ICON - 2011 : Tutorial Details

Tamil Computing

By
T V Geetha
Ranjani Parthasarathi
Madhan Karky
Anna University
Chennai

Tamil language presents interesting issues and challenges to researchers and developers of natural language processing applications. The purpose of this tutorial is to discuss some of these challenges, to describe methodologies available for tackling natural language in general and to present some solutions that would guide current and future practitioners in the field of Tamil Computing.

We begin the tutorial by outlining the significance of Tamil Language Processing and discussing some important characteristics of Tamil Language that make processing the language a challenge. Then we go on to describe typical components of a Natural Language Processing system from the computing perspective using Tamil language as the case study.

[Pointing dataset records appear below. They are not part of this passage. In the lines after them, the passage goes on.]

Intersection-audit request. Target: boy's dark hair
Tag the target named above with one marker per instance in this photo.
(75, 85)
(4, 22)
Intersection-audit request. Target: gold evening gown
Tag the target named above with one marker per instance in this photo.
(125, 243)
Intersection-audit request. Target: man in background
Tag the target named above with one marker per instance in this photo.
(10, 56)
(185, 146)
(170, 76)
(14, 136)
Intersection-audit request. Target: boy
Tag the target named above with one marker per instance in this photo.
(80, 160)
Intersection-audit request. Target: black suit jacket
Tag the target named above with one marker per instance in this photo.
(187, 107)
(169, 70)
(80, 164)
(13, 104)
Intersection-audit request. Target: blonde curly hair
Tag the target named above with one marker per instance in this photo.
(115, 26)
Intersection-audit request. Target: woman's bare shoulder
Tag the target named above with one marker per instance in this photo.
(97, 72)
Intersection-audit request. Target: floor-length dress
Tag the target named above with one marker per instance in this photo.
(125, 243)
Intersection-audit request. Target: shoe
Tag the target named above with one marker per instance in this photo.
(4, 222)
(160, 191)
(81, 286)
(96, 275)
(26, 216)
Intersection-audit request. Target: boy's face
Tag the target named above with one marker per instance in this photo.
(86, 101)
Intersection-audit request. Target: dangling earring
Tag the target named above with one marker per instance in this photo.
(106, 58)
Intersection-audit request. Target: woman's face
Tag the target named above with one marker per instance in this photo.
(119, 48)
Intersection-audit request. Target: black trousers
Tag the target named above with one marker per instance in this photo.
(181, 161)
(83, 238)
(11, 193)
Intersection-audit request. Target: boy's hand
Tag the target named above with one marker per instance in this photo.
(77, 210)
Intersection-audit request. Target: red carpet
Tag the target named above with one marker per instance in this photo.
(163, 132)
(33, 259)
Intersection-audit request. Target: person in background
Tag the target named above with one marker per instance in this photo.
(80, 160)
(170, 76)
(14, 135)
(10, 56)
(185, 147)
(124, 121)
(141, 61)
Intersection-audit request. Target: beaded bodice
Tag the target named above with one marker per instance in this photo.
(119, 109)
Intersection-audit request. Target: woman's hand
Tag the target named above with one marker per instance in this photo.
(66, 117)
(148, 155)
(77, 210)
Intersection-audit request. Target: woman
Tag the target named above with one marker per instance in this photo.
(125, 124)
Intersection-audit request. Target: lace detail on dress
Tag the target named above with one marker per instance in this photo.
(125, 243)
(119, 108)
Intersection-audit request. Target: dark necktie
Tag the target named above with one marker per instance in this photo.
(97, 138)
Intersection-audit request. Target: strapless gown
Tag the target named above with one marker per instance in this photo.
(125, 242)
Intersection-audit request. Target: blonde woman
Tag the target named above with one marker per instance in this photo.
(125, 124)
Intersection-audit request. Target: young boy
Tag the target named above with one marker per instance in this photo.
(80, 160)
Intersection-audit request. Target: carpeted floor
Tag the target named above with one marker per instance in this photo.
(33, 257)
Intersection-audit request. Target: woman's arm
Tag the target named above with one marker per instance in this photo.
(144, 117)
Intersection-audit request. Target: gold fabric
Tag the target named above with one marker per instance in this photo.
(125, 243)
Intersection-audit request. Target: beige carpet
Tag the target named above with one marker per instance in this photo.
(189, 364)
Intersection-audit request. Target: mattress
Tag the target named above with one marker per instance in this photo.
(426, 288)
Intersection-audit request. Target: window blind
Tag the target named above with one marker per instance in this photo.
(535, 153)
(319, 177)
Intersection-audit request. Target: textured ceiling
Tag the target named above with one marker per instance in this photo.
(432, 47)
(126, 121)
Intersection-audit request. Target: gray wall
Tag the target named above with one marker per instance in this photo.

We will then discuss typical and some futuristic applications of natural language processing. We then proceed to discuss rule based and statistical based approaches to natural language processing and its applications. Some recent approaches to semantic based processing and applications will be discussed. We also outline how the rich morphology and the partially free word characteristics of Tamil pose some interesting challenges to these rule based and statistical based approaches.

The tutorial will provide some basic tools such as a dictionary, a morphological analyzer etc. as APIs which the participants can use to build some interesting applications as part of the hands on component of the tutorial.